‘She Explains Things to Me’: A love song with a difference by David Byrne
As I kid, most jokes made me feel like everyone was connected in a way that I wasn’t. Turns out, there’s a word for that, and David Byrne just wrote a song about it.
For context, jokes where a punchline was inferred, rather than outright stated, just confused me. It became a regular occurrence. I’d hear a joke, assume what the punchline was, then be confused and worried that I’d got something wrong, so I’d ask to have it confirmed that I was right. Oftentimes I was, but that didn’t make the joke funny. It just made me feel isolated and somewhat stunted, compared to everyone else.
In retrospect, the reason for this is obvious. However, at the time, autism was a much scarier word than it is now. Any idea that my unusual behaviours were anything other than quirks was quickly swept under the carpet in much the same way it was for many women and girls with the same condition. Only boys with a severe, unavoidable form of the condition were studied. Thus, many people whose lives would have benefited from some assistance with the condition went without until much later in life. Since mine manifested in less disruptive ways, I was one of those people.

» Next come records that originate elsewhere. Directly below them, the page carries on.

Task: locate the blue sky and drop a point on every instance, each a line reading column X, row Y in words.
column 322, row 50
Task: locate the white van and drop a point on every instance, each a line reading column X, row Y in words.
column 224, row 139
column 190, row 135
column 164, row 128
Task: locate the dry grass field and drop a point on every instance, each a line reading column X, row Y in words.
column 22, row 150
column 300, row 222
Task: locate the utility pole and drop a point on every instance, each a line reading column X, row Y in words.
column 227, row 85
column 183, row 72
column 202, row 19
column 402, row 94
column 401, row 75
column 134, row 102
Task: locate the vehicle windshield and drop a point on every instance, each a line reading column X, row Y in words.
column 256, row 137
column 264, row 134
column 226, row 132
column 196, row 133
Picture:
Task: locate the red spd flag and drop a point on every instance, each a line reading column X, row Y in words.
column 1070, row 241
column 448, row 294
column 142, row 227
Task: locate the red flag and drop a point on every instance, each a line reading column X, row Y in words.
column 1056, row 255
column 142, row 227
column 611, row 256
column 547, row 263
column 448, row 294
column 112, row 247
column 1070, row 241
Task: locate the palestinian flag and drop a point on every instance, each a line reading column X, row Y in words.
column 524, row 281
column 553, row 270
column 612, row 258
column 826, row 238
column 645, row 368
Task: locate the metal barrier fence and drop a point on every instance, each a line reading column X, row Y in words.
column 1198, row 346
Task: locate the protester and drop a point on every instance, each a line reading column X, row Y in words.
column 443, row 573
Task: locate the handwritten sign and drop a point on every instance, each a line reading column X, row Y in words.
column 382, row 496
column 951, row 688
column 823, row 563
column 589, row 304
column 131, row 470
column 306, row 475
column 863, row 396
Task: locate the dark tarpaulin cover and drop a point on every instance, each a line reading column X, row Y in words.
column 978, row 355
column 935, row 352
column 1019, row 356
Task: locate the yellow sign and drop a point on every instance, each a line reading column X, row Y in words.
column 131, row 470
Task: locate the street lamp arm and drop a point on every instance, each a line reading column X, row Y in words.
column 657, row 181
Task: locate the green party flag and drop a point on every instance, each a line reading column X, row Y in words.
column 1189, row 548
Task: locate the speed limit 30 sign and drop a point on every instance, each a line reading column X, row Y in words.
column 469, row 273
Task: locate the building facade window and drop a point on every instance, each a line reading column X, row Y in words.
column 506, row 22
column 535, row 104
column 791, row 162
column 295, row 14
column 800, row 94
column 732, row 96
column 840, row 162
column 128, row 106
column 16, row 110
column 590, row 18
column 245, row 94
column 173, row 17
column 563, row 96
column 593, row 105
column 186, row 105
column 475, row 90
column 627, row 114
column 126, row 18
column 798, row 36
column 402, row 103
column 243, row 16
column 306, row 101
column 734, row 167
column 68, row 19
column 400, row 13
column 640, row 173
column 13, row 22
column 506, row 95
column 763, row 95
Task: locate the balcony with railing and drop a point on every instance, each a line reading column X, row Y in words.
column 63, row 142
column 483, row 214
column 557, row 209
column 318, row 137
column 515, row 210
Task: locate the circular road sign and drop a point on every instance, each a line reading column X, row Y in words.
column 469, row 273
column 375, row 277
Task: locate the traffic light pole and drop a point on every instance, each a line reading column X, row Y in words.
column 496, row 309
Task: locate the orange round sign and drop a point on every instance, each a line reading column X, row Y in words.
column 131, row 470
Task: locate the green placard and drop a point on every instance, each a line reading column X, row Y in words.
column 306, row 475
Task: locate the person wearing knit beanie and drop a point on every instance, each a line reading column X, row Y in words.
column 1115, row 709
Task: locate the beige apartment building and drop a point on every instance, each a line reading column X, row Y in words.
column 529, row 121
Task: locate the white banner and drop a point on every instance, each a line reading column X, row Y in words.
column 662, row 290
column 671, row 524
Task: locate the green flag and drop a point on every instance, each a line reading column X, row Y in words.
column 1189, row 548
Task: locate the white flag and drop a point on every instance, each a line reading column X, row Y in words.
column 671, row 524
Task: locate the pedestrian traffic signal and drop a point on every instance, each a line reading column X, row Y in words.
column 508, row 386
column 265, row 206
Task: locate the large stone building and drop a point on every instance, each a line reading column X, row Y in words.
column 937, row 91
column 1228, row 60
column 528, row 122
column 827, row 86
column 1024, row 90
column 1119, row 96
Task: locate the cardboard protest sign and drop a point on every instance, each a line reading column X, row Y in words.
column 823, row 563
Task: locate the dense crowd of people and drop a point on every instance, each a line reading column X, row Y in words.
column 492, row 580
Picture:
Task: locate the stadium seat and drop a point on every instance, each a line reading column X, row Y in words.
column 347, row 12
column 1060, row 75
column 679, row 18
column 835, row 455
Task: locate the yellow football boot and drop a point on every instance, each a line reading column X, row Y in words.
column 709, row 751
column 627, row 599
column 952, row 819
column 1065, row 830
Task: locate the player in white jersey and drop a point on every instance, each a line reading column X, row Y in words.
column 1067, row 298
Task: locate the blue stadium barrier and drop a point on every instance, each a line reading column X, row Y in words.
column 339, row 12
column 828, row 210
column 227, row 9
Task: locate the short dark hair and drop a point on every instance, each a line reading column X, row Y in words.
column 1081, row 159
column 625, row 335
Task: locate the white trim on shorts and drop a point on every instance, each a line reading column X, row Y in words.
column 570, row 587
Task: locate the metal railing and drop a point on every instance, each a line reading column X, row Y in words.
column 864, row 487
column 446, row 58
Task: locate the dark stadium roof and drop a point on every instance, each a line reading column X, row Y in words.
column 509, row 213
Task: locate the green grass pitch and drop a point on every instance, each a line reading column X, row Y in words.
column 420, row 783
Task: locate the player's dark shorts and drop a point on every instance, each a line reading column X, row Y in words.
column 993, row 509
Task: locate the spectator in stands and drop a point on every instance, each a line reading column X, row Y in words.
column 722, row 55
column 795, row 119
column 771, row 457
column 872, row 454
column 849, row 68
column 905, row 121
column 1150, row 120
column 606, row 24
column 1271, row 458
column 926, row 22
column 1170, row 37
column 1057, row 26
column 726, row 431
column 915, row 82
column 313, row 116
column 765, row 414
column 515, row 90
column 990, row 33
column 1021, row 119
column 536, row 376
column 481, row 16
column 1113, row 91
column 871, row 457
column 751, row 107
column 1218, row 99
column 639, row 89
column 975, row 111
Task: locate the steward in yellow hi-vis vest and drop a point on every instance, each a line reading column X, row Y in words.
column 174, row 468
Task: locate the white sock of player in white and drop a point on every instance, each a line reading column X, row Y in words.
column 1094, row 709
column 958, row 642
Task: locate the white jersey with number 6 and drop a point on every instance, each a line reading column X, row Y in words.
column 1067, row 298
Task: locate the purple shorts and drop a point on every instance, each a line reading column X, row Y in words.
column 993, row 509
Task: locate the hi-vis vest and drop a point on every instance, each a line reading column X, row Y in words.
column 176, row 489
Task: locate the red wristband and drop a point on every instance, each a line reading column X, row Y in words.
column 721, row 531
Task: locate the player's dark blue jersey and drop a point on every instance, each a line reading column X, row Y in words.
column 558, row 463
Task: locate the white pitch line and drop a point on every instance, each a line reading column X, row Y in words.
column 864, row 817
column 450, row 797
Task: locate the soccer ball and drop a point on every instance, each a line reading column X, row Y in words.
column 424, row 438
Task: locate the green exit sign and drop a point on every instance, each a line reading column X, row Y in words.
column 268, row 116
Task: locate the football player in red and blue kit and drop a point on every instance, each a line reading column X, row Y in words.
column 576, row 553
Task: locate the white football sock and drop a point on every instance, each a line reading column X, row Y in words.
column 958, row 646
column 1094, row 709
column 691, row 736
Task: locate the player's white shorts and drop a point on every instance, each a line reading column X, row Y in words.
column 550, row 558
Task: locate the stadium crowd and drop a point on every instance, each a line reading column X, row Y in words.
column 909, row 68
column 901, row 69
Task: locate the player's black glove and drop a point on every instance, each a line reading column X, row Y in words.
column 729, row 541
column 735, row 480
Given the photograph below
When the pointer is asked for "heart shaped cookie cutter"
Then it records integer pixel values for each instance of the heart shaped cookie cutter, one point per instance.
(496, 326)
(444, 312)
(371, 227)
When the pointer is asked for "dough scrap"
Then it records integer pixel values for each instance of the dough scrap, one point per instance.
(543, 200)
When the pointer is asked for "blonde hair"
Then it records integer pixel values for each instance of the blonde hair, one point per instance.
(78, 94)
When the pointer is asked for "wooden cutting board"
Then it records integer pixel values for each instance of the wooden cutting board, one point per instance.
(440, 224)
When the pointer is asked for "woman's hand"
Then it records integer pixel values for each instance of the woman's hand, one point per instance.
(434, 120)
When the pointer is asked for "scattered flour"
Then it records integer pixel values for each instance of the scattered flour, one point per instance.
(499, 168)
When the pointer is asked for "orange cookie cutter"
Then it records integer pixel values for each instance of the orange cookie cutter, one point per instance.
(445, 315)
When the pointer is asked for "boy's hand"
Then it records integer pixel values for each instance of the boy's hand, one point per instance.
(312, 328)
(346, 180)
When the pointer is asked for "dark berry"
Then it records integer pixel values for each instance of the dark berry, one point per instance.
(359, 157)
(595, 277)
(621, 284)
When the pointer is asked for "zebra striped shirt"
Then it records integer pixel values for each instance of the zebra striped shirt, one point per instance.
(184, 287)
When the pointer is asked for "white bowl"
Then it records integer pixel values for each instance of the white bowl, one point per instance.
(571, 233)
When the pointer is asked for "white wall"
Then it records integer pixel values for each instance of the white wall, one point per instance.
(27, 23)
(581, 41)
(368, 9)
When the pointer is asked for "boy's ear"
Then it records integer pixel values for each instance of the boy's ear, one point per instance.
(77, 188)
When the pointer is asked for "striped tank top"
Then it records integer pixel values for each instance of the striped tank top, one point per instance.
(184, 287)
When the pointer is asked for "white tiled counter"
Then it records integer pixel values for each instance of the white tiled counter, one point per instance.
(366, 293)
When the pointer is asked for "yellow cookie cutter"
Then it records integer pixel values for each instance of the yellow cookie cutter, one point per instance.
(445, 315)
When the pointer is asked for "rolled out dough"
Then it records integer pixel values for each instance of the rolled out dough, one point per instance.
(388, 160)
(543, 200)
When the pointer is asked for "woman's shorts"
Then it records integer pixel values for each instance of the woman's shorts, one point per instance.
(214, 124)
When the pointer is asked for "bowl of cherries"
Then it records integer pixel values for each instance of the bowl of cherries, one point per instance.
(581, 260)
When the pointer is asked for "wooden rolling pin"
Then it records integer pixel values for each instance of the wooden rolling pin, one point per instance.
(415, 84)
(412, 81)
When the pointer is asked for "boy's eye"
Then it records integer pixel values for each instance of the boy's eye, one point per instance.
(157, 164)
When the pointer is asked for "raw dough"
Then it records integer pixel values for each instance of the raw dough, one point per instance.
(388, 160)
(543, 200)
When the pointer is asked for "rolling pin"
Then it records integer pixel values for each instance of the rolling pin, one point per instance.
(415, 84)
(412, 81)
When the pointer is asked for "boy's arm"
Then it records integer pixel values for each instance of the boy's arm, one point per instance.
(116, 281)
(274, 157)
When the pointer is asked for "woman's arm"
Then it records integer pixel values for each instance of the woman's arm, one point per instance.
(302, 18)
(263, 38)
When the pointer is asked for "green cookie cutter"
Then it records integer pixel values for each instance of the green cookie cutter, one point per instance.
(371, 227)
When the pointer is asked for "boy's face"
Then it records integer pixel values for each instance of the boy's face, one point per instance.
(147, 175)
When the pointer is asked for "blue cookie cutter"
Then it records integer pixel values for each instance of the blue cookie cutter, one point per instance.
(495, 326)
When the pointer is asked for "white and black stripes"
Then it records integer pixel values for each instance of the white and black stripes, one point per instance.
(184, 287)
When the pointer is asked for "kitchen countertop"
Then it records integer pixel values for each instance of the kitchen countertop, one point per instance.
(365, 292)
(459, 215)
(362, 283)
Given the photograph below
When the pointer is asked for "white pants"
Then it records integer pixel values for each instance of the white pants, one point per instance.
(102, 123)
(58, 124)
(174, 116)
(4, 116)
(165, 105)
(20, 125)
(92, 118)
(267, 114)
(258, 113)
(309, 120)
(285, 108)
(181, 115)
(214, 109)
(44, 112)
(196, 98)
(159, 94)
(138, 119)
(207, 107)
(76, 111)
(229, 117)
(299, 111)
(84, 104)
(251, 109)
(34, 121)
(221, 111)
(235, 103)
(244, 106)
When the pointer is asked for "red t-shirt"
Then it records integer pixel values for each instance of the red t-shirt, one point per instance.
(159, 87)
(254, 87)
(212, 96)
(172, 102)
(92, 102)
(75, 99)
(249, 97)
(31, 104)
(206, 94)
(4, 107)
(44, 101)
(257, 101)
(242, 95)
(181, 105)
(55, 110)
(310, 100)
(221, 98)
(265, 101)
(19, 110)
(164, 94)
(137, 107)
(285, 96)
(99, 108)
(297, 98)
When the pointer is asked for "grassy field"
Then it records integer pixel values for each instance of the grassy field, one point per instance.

The validation I felt when I started having those traits recognised for what they are was beyond what I could put into words. Fortunately, I have an artist like David Byrne to do it for me. The Talking Heads frontman has, on a few occasions, talked about how learning about autism and Asperger’s syndrome later in life explained many feelings he’d had as a younger man. This isn’t even getting into how the detached, studied and purposefully awkward persona Byrne has played in public has always been, shall we say, Asperger’s coded.
While his experiences have always informed his style, these experiences never overtly inspired his music. At the very least, any reference to them was coded enough that anyone who found them sounded a little like Charlie from It’s Always Sunny in Philadelphia doing the Pepe Silvia rant. Then, 2025 came around, the second single from his 11th solo album Who Is the Sky? dropped, and I won’t lie, just reading the lyrics to this song got me more than a little choked up.
Which David Byrne song possibly deals with autism?
‘She Explains Things to Me’ is, at its core, a love song. Byrne has famously struggled with these, saying in his trademark deadpan fashion that the subject is “kinda big”. Instead, he’s always tried to tackle the subject of love from an off-kilter perspective, something that someone hasn’t done before. There’s an argument to be made that ‘She Explains Things to Me’ is the most successful of this vision. In a career that gave the world ‘This Must Be the Place (Navie Melody)‘, that’s saying a lot.
The song, in essence, finds Byrne in the place I was in during the opening paragraph. Confused about what the world is telling me and unsettled by the fact that everyone seems in on something I’m not. With lines like “How does she know that? How did she see? / Why is that funny? Can you explain it to me?” Byrne puts words to feelings I’ve had more or less my entire life, and finds solace in what each of us needs in such times: a trusted partner to help guide us through a world that isn’t equipped to accommodate us.
“She explains the things that we’re supposed to infer / Well, how come it’s all so obvious to her?” He sings, before going on to say “She tells me that folks don’t always mean what they say / You can tell what they’re thinking by the look on their face”.
These are the kind of questions that I’ve wanted to ask my entire life, and to see a figure like David Byrne ask them in a way that I couldn’t for years moves me deeply. One hopes that it can be received as well by an audience that doesn’t relate to it quite as directly.